A career musician for 35 years and then some, Johnny Chimes is one of the most versatile blues musicians in the Midwest. While he is located in Madison, WI, his pumping left hand might as well reside in Louisiana. With influences ranging from Leon Russell and Mose Allison, to Dr. John and Professor Longhair, he is a jambalaya of boogie-woogie piano, finger-style guitar, and sweet southern soul laced vocals. Disciples of vintage piano know him primarily for his prowess on the ivories. But Chimes is an accomplished songwriter as well, and seamlessly weaves his original compositions into a set along with New Orleans and blues standards.
Equally comfortable behind a piano in a smoke filled corner bar as he is on stage in front of thousands, Chimes has the retro cool vibe to make the whiskey taste better, and to make your problems seem like one good blues song away from vanishing into the night. Instantly transporting his audience into the heart of Bourbon Street, Chimes (either as a solo piano act, or with his Natch'l Blues Band) has the ability to kick up a good old fashioned Louisiana get down in just about any situation. His groove is deep and infectious, and guarantees to move the feet to match the beat.
As one of the Madison's best kept secrets, he entertains regularly on weekends at Louisianne's Restaurant in Middleton, WI, and during the week at various clubs and eateries in and around the capital city. Justifiably so, his fingers are raw during Mardi Gras time as he is one of the most in demand artists. Chimes has also shared the stage with Louisiana "luminaries" such as the Radiators, the Iguanas, Bonerama, The Dirty Dozen Brass Band, and Gino Delafose. In 2004, Johnny Chimes was invited to perform at the opening night ceremonies for the world renowned Madison Overture Center. ESPN had Chimes as a featured act when the Outdoor Games came to Madison. He has taken the stage at countless blues festivals, including The Hogwild BBQ Fest, University of Wisconsin Blues Festival, and the Fete du Marquette.

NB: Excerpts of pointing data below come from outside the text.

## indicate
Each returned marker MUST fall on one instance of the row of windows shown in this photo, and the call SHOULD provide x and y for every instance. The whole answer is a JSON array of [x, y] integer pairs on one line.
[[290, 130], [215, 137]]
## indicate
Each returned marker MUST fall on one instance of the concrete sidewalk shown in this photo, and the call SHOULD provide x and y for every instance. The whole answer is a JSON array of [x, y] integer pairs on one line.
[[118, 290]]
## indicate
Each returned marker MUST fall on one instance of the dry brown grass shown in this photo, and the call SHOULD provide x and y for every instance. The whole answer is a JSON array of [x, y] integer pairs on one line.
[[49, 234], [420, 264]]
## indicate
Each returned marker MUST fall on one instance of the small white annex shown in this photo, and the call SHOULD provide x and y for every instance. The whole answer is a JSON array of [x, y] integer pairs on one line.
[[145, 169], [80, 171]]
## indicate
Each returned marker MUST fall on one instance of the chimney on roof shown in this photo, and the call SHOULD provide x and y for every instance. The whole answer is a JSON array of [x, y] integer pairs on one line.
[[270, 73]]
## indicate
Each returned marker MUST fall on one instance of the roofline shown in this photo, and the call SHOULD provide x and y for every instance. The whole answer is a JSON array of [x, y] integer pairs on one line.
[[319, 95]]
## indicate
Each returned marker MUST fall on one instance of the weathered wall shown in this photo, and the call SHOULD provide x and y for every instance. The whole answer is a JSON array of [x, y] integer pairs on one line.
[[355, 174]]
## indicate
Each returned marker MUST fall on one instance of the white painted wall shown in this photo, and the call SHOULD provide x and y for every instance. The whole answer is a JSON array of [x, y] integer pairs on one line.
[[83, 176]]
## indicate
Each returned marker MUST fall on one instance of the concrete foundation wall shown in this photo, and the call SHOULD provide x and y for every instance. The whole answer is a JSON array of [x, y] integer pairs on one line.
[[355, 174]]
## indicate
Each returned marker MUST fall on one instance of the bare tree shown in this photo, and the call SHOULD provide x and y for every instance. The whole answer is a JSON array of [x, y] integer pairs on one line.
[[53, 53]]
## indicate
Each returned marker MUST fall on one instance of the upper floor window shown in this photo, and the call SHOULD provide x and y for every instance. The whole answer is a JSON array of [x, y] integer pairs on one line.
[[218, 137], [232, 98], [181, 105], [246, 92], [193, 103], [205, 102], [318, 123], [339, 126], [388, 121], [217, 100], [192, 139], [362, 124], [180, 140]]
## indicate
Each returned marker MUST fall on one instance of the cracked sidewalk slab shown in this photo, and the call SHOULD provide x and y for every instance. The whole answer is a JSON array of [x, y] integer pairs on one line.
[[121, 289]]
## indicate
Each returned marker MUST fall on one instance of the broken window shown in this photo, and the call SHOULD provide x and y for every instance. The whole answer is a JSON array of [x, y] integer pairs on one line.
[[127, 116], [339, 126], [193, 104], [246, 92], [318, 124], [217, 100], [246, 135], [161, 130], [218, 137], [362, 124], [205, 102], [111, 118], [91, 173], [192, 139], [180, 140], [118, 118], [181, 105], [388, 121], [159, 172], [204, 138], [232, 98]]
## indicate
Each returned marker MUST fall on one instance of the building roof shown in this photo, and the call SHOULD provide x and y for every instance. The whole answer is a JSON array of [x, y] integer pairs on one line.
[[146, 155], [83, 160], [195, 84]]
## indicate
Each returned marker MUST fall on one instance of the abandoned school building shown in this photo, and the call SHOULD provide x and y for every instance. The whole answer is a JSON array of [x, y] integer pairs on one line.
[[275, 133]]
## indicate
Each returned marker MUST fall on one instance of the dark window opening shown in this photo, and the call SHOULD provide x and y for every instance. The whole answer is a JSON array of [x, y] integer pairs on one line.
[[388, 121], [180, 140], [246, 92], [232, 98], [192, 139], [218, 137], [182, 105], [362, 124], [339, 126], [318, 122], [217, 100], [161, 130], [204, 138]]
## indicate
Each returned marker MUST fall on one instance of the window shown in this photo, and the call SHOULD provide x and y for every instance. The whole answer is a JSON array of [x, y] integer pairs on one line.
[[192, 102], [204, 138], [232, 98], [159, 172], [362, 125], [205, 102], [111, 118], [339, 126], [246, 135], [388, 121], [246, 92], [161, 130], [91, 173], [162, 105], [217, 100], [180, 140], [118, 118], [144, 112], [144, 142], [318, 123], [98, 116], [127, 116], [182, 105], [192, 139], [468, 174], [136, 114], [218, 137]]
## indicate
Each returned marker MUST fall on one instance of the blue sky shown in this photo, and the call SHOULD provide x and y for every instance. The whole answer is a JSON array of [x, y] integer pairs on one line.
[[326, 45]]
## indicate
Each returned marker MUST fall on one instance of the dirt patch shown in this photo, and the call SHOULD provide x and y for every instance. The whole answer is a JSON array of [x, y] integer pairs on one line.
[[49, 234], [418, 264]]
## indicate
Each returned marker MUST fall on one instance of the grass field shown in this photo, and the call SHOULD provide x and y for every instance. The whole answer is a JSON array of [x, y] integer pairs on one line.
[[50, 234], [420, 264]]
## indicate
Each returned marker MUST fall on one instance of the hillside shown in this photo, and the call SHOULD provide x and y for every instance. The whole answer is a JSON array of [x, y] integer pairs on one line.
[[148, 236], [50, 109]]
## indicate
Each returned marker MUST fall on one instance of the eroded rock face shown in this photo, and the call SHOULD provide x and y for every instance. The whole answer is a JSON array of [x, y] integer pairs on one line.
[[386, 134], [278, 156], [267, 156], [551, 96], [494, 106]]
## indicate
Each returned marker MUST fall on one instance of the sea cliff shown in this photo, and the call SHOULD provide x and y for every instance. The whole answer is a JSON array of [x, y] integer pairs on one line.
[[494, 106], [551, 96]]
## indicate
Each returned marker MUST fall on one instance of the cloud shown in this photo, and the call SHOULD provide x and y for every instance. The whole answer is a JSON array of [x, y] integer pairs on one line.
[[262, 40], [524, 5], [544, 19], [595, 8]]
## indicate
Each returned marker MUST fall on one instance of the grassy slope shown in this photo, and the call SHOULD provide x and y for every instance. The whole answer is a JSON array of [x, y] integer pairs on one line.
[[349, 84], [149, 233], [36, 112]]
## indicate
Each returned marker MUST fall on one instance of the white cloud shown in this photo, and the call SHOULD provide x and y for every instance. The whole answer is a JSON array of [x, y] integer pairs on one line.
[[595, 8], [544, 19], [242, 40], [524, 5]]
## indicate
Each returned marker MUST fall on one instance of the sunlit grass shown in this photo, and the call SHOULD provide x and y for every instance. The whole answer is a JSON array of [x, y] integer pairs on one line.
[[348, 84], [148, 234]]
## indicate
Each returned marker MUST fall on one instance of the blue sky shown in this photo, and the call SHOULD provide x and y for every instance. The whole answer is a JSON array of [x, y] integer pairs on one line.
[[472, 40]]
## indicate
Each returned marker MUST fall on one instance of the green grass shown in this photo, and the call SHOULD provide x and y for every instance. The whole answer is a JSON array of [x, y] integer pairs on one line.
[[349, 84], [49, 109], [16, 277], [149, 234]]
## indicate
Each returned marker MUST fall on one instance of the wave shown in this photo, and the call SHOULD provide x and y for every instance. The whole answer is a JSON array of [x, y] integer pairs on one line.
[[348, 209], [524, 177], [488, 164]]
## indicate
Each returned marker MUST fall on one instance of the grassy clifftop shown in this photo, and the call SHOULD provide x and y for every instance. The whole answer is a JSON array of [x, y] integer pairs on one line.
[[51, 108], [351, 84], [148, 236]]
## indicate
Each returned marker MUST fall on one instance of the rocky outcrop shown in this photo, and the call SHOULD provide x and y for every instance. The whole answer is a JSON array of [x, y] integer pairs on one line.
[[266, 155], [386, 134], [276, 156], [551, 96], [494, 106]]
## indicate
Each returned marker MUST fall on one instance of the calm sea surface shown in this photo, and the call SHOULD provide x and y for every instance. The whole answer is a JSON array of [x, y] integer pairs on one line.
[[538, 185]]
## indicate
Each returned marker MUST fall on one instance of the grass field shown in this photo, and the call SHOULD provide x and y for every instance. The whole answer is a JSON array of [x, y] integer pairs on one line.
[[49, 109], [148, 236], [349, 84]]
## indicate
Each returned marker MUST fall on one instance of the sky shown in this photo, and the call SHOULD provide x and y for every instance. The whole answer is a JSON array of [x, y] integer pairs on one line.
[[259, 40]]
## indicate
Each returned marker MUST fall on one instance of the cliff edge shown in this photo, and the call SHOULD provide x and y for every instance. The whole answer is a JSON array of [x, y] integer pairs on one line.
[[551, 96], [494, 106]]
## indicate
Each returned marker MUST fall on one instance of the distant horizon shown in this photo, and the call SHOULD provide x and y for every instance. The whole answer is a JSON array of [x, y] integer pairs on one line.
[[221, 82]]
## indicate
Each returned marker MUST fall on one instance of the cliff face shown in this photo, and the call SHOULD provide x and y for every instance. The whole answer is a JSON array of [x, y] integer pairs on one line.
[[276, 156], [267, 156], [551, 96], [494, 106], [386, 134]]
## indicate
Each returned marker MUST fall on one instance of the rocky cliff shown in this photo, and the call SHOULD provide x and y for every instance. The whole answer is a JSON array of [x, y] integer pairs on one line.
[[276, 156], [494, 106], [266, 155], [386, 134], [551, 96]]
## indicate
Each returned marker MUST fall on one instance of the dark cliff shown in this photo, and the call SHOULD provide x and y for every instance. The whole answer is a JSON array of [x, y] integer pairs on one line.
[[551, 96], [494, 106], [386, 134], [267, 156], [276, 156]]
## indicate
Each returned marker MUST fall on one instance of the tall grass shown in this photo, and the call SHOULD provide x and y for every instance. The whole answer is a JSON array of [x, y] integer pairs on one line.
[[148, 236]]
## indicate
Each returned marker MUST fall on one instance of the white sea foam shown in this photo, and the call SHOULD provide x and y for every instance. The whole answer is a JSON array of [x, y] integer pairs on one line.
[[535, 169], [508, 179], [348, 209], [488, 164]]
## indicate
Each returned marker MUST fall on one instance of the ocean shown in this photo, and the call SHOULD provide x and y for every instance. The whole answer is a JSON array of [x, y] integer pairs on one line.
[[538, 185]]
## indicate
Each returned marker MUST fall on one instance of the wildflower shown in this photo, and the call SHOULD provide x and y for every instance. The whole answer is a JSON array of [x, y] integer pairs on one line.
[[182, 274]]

In conjunction with Louisianne's restaurant, Chimes help raise over $7,500 to aid the musicians of New Orleans, who lost everything in the hurricane Katrina. Author Gary Knowles of Madison Magazine observed, "Johnny Chimes is on his way to becoming a Madison music legend." Johnny Chimes has released six albums. 2001's "The Blue Hour" showcases his songwriting and remains one of his best. His 2004 original music disc, "Fork in the Road," was reviewed by Rob Thomas of The Wisconsin State Journal, noting undeniable "great storytelling and terrific tunes." 2010 brought the release of his latest album titled "In The Moment," featuring a wide range of original compositions ranging from a Bayou flavored romp down the Mississippi, to a funky New Orleans love plea, to a guitar driven blues number. Chimes also features a number of guest artist on the album, including his son Moses Patrou on drums. Music is the family business.